A mediados de 2015 entró en vigor el Plan Juncker, el programa bautizado con el apellido del actual presidente de la Comisión Europea, nacido con el propósito de revitalizar la inversión productiva en una Europa convaleciente de la crisis.
Ahora, más de un año después, el propio Jean-Claude Juncker busca potenciar su estrategia y, en el debate sobre el estado de la Unión del miércoles, anunciará una extensión de la misma, de modo que ahora movilizará 500.000 millones, frente a los 315.000 iniciales, y su vigencia se prolongará de 2018 a 2020.

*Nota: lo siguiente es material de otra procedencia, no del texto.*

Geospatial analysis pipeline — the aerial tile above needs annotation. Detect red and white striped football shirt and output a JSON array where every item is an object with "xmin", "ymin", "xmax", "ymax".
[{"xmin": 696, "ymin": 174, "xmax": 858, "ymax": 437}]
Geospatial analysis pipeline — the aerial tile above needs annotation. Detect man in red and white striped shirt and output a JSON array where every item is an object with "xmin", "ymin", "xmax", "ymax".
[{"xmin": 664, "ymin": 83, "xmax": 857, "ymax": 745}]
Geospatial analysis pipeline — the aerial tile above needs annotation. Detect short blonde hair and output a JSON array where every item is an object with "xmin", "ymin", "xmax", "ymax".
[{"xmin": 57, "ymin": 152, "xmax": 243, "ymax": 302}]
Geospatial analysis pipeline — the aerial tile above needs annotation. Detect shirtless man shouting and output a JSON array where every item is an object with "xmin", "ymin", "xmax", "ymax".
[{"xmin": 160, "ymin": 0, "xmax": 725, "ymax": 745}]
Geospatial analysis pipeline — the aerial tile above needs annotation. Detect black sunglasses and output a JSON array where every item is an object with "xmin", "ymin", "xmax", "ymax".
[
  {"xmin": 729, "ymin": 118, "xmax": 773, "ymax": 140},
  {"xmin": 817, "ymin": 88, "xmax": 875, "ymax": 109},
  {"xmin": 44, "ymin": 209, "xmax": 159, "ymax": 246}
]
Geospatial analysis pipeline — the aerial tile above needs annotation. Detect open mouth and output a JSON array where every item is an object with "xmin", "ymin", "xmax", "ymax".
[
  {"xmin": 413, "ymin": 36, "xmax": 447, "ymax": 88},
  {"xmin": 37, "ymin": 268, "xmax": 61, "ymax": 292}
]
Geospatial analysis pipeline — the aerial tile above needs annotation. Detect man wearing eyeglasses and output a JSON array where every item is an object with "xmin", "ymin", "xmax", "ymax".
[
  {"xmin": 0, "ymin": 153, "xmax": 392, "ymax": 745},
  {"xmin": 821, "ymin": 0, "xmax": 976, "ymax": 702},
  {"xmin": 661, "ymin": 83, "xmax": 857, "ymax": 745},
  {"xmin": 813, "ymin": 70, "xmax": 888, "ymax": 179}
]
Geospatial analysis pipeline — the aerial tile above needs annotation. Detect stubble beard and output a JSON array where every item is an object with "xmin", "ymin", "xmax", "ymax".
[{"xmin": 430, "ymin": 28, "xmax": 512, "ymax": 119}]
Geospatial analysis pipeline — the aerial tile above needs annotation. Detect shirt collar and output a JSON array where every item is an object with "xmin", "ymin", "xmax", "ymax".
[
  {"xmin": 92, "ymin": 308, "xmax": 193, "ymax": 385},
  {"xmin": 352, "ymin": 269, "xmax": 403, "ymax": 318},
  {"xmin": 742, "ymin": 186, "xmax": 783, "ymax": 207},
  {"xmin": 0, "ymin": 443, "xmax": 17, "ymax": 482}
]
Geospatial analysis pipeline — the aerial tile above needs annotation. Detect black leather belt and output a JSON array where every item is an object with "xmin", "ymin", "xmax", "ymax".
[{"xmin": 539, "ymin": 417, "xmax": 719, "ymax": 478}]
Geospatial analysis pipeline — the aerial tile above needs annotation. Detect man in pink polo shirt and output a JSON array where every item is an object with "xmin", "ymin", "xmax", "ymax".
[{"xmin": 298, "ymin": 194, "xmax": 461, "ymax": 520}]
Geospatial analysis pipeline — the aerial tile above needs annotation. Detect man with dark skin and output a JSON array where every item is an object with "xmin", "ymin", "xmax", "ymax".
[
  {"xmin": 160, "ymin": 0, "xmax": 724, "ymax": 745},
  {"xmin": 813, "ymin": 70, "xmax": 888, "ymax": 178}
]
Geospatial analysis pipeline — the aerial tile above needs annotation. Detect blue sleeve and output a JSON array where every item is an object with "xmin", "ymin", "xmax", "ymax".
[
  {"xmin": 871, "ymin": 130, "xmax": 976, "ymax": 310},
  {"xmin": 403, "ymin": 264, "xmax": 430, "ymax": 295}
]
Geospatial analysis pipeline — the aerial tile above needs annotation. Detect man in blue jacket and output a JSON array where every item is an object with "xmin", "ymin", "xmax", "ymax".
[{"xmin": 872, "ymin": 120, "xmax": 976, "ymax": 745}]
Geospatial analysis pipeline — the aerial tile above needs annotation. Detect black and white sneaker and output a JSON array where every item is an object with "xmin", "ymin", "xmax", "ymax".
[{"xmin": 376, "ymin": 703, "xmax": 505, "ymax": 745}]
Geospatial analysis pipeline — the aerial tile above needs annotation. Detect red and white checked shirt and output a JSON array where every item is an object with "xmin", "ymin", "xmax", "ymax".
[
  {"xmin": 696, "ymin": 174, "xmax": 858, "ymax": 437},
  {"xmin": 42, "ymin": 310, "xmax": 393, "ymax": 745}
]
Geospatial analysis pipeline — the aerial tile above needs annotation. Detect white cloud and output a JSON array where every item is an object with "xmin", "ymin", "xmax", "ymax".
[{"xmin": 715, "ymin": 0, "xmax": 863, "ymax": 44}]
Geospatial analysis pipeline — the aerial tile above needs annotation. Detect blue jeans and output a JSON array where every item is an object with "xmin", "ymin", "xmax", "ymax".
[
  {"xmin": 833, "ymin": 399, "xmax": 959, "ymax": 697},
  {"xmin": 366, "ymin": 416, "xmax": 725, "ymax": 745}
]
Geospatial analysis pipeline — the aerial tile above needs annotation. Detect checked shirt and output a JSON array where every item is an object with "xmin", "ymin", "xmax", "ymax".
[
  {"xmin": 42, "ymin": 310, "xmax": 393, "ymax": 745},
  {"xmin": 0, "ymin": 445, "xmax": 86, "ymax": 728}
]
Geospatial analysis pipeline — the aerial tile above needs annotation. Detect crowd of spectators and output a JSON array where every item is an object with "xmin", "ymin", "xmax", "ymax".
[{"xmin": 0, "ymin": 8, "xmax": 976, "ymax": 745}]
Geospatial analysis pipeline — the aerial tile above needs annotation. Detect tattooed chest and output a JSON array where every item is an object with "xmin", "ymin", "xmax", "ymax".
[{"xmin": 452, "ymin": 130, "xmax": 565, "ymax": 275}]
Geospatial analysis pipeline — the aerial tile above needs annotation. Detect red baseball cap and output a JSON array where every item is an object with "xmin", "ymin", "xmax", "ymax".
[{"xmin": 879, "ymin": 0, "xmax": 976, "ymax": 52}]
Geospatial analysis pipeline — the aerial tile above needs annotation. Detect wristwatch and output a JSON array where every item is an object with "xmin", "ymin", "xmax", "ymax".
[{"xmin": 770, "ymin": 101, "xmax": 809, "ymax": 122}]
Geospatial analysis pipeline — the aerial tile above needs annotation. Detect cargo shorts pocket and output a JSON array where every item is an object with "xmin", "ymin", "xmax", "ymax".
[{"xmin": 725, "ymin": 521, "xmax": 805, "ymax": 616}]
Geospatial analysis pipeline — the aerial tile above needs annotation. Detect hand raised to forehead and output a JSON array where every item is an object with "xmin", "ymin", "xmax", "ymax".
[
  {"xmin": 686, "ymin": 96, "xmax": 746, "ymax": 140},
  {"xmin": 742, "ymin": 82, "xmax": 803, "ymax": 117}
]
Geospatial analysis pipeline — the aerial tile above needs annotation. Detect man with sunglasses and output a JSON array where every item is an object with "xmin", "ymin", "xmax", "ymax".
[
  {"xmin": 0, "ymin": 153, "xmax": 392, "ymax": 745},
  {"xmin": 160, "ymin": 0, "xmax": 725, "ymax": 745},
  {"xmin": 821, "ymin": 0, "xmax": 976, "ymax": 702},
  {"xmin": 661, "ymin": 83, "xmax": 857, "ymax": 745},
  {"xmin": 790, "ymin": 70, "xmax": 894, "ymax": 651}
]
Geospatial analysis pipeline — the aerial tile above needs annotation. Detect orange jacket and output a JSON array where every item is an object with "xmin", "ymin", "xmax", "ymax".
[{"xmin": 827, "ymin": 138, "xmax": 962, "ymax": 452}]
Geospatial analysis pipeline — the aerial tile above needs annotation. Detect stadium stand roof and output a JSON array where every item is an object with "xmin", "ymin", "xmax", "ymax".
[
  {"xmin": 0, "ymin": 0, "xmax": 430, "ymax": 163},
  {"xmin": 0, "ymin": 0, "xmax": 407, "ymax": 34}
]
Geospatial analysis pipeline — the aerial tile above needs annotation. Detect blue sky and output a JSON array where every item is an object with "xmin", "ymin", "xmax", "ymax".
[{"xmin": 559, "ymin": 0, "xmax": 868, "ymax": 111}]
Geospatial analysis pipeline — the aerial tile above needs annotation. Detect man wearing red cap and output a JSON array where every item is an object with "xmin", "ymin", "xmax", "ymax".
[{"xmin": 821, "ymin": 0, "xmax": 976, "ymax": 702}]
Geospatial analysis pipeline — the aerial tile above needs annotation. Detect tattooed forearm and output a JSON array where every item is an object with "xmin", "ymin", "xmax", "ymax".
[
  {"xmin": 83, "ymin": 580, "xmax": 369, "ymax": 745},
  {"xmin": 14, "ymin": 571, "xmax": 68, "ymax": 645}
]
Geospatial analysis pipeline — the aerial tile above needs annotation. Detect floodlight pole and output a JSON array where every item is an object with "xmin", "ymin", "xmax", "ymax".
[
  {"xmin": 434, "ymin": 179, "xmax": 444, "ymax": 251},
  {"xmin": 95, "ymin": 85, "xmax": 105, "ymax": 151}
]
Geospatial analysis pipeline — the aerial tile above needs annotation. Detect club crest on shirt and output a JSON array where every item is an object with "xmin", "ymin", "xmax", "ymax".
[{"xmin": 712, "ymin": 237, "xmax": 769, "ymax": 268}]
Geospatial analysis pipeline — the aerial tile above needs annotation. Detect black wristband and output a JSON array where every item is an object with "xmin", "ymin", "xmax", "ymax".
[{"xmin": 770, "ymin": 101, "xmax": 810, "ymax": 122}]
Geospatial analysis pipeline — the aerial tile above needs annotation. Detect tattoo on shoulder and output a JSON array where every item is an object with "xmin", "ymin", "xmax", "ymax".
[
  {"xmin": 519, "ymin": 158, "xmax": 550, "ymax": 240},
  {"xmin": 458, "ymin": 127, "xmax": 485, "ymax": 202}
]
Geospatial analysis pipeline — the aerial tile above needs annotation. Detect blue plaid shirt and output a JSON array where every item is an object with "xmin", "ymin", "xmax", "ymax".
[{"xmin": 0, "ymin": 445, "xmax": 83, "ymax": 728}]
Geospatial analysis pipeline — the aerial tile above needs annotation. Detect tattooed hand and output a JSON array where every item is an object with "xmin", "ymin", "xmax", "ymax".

Es previsible que las nuevas cifras, al igual que ocurrió con las anteriores, sigan despertando un marcado escepticismo. No en vano el plan continúa cimentado en la expectativa de que se desencadenará un potente multiplicador que actuará sobre una inversión inicial de las instituciones europeas de tan sólo 21.000 millones (ahora se revisará al alza hasta 34.000). Está todavía por demostrarse que ese multiplicador (que de cada euro extrae más de 15) resulte tan eficaz.
Desde luego, nunca lo logrará si no se atajan los problemas que el plan encontró en su primer año de vida, como la ausencia de un verdadero compromiso de los Estados miembros o la falta de pericia a la hora de elegir a las empresas colaboradoras (recuérdese que Abengoa fue seleccionada poco antes de su preconcurso).
Con todo, resulta innegable que, pese a los retos pendientes, no existe otro plan productivo de esta envergadura activo en la UE y esta área no puede permitirse desdeñarlo con ligereza. Sería todo un error en un contexto como el actual de bajo crecimiento, inflación en mínimos y una política monetaria que, como el BCE insistió la semana pasada, necesita ayuda.